Ivy points at the prince. “Does he really love her? He doesn’t know her very well.”

“That’s a very smart question,” I say, stalling for time. “Maybe he loves how he feels when he’s with her. Sometimes you know people fast.”

“Like when I met Miss Carla at school and I just knew I wanted her to be my teacher forever?”

“Like that,” I say, because that answer is kinder than the ones I hold close. People can love you fast, and they can leave you fast too. The mind is a funny thing. It holds the memory of a slammed door longer than the sound the door made.

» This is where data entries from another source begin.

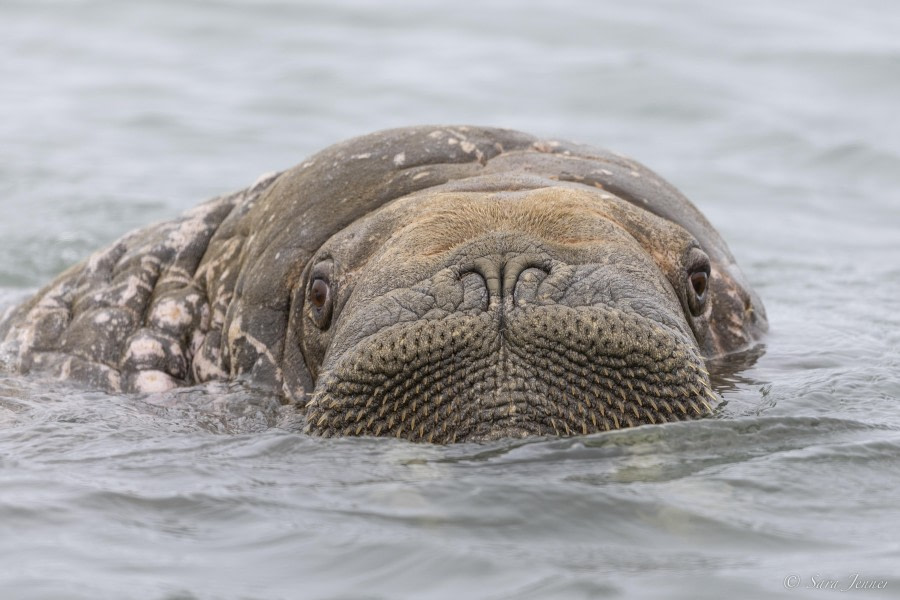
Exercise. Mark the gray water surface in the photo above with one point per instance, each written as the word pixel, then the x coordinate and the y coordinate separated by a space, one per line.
pixel 780 120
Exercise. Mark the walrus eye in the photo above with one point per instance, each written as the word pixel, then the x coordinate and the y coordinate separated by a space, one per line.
pixel 319 297
pixel 698 285
pixel 698 282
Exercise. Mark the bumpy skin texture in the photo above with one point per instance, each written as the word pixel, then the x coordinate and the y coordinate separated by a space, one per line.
pixel 432 283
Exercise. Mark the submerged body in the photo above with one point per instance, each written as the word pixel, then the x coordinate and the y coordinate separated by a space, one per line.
pixel 432 283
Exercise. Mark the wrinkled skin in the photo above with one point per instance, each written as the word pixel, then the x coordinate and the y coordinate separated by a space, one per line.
pixel 434 284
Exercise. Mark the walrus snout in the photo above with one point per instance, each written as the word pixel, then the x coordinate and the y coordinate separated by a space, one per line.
pixel 540 370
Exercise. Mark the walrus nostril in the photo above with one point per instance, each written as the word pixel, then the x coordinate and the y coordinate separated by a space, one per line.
pixel 516 278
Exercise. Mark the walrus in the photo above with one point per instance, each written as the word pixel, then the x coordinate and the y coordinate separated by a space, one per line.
pixel 438 284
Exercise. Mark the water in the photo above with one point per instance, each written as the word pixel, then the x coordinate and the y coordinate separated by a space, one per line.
pixel 778 119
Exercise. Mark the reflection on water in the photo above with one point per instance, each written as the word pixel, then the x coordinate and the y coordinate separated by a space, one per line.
pixel 777 119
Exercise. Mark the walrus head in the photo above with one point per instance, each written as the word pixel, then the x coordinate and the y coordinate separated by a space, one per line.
pixel 509 306
pixel 431 283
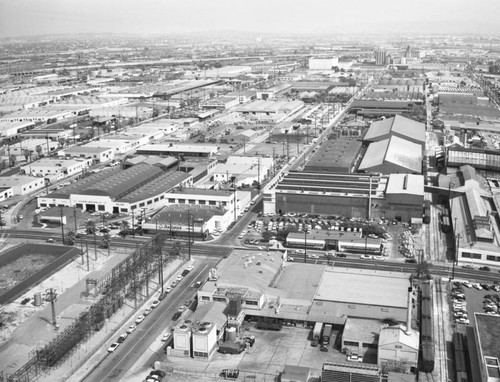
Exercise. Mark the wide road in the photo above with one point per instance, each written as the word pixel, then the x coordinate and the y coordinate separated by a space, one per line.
pixel 114 366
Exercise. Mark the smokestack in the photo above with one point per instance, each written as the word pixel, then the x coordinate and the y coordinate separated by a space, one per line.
pixel 408 315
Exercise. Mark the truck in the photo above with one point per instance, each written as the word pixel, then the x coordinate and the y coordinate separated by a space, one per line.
pixel 318 327
pixel 327 333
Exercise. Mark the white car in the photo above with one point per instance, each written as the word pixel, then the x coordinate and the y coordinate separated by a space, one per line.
pixel 131 328
pixel 165 337
pixel 113 347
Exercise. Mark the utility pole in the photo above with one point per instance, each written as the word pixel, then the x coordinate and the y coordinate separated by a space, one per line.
pixel 51 296
pixel 305 246
pixel 189 235
pixel 62 223
pixel 74 215
pixel 133 228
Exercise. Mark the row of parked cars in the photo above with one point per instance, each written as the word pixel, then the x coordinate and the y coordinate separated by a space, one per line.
pixel 459 305
pixel 148 310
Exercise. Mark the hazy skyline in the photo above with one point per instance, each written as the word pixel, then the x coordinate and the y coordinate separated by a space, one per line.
pixel 34 17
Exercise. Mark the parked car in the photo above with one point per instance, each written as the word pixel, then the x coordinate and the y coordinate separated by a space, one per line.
pixel 139 319
pixel 122 338
pixel 113 347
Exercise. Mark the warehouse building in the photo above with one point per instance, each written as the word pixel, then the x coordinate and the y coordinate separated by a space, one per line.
pixel 113 190
pixel 397 196
pixel 335 156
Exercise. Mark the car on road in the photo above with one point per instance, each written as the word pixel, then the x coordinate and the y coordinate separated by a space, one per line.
pixel 122 338
pixel 113 347
pixel 165 337
pixel 354 357
pixel 139 319
pixel 131 328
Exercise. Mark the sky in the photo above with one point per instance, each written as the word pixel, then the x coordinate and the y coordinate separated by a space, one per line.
pixel 41 17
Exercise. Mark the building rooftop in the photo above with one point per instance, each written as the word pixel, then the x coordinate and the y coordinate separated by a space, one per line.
pixel 337 154
pixel 364 286
pixel 362 329
pixel 409 184
pixel 163 182
pixel 395 150
pixel 397 335
pixel 399 125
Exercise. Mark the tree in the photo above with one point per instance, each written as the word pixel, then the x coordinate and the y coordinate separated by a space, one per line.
pixel 90 226
pixel 105 241
pixel 70 237
pixel 124 228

We reach the last page. Ivy sighs with satisfaction at the twirling gown, the glowing castle, the happily-ever-after stamped in a cursive font like a promise. I close the book and wedge it onto the crowded shelf. There are crayons in the gap where it used to reside, along with a plastic bracelet and a sockthat has been missing its partner for two laundry cycles. Life here has edges, yes, but it’s mostly soft. It’s mostly ours.

“Can we go get pumpkins tomorrow? I want two – a big one and a small one … just like you and me” Ivy asks.

She says tomorrow the way other people say Christmas. I tuck the quilt around her shoulders and smooth the hair from her forehead. “We can do that,” I say. “We’ll go to the ranch out in the valley. They have hayrides and hot cider.”

“And goats?”

“Yes,” I chuckle. “Very hungry goats.”

She giggles, satisfied. “Okay. Goodnight, Mommy.”

“Goodnight, Goose.” I kiss the warm spot above her eyebrow and switch on the small moon-shaped nightlight. Stars scatter across the ceiling in a faint spray of plastic glow. I stand in the doorway for a minute, listening to her breath settle into a slower pattern.

In the kitchen, the sink is full of dinner dishes. The counters are clean in the way you clean when you’re tired. They’re wiped but maybe not completely clean. I load the dishwasher and stare through the window over the sink. The sky outside is the color of blackberry jam. Somewhere in the distance, a dog barks. Somewhere closer, a car door closes hard and a porch light clicks on. It’s a neighborhood soundtrack I’ve grown used to, an ordinary chorus of people living their life, doing their best.

My phone vibrates on the counter. Marcy’s name brightens the screen with a confetti of text bubbles before I can even unlock it.

MARCY: How’d bedtime go? Did the princess get the prince or did our girl unionize and demand fair wages for pumpkin mice?

I smile and hit call.

“Hey,” she says, picking up on the first ring. “Tell me you survived Cinderella.”

“Barely,” I say. “I made it itchy. The dress, the shoes, the whole situation.”

“Good. Someone has to add grit to the narrative.” I can hear clattering in the background on her end, the cheerful chaos of three boys and a Labrador. “So what’s your beef tonight, Mama Bear?”